Another issue raised by Huggett is the static nature of the data recorded in most databases. A typical database models a 'snapshot' of current values, with updates replacing previously recorded data. Several research prototype DBMS have explored alternative approaches in which data is never overwritten and remains accessible through query language extensions. Typically, these systems add 'start' and 'end' timestamps to each tuple/record to define the period of validity of the data. When a new record is inserted, it receives a 'start' timestamp but the 'end' remains empty. At any time, only one version of a record has an empty 'end' and is regarded as the current version. Instead of overwriting the original record, subsequent updates set the 'end' timestamp of the current record to the current time and insert a new record with the same value in its 'start' timestamp. Deletion simply sets the 'end' timestamp of the current record. More complex approaches in which the system maintains similar pairs of timestamps for individual attributes have also been used.

Despite the attraction of being able to explore the historical development of database contents, such 'transaction time' temporal databases have not been widely developed beyond the research laboratories. It is, however, possible to add basic temporal capabilities to existing databases using triggers to generate log records of significant changes as in the example in the preceding section. Similar approaches may be taken to develop historical databases in which the timestamps represent the period when the stored 'fact' was 'true' in the real, historical, world.
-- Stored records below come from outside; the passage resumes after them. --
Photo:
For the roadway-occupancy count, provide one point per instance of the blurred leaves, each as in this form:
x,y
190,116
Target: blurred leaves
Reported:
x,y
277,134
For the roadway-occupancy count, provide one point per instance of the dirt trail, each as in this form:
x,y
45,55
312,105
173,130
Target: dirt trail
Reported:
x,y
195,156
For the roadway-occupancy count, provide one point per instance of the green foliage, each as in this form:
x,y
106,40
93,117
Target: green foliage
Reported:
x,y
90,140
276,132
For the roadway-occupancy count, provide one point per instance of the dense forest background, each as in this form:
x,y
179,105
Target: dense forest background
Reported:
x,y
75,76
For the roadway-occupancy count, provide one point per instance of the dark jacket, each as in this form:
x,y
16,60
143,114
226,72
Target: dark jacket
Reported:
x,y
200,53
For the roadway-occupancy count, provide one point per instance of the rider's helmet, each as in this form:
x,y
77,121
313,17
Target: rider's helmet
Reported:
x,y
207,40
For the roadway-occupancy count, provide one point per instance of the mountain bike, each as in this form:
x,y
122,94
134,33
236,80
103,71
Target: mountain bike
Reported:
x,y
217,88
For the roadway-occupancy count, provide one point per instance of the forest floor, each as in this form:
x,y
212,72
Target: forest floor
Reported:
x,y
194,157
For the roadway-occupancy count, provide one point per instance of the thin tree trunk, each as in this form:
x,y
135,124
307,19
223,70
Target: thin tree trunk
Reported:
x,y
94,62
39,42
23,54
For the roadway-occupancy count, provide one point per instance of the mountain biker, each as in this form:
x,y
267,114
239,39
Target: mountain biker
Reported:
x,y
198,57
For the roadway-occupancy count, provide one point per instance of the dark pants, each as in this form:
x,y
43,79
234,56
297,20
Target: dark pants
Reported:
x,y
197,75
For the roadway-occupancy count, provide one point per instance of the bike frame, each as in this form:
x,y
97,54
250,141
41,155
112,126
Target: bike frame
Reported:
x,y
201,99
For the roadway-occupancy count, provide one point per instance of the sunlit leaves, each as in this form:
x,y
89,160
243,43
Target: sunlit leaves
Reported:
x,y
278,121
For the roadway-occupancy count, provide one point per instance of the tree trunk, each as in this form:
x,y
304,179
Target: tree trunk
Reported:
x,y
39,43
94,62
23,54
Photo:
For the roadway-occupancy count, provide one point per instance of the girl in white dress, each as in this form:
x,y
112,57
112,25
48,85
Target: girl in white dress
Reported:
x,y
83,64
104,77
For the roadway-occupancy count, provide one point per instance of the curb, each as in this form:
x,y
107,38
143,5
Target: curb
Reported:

Preserving any uncertainty implicit in original observations is more problematic. For example, the use of real numbers in the earlier examples of dimensions might lead to an unwarranted faith in the precision of the measurements. For many purposes, this might not be a serious problem, although integer numbers might be a better choice. In other cases, a single value may not be appropriate and the uncertainty might be better expressed as a range of values. In a conventional database this cannot be represented by a single attribute; instead, two values might be used to represent the ends of the range. Testing for equality, or overlap of ranges, would then require more complex query statements or programming. An alternative approach using a fuzzy data type developed for the OR DBMS PostgreSQL is demonstrated by Niccolucci et al. (2001). In their example, fuzzy values are used to record osteological determinations of gender and age. When used together with a 'fuzzy equality' function this data type enabled them to address demographic questions about their cemetery populations using simple query statements.

A similar approach could be taken to record and manipulate date ranges. In this case the SQL date type is quite unsuitable for many archaeological purposes as it has a granularity of a single day and is usually limited to the Gregorian calendar. A fuzzy date range, or the more complex variable granularity approach used by Bagg and Ryan (1997), also using PostgreSQL, offer possible solutions. Other temporal database issues, particularly in relation to their use with GIS, are addressed by Johnson and Wilson (2002).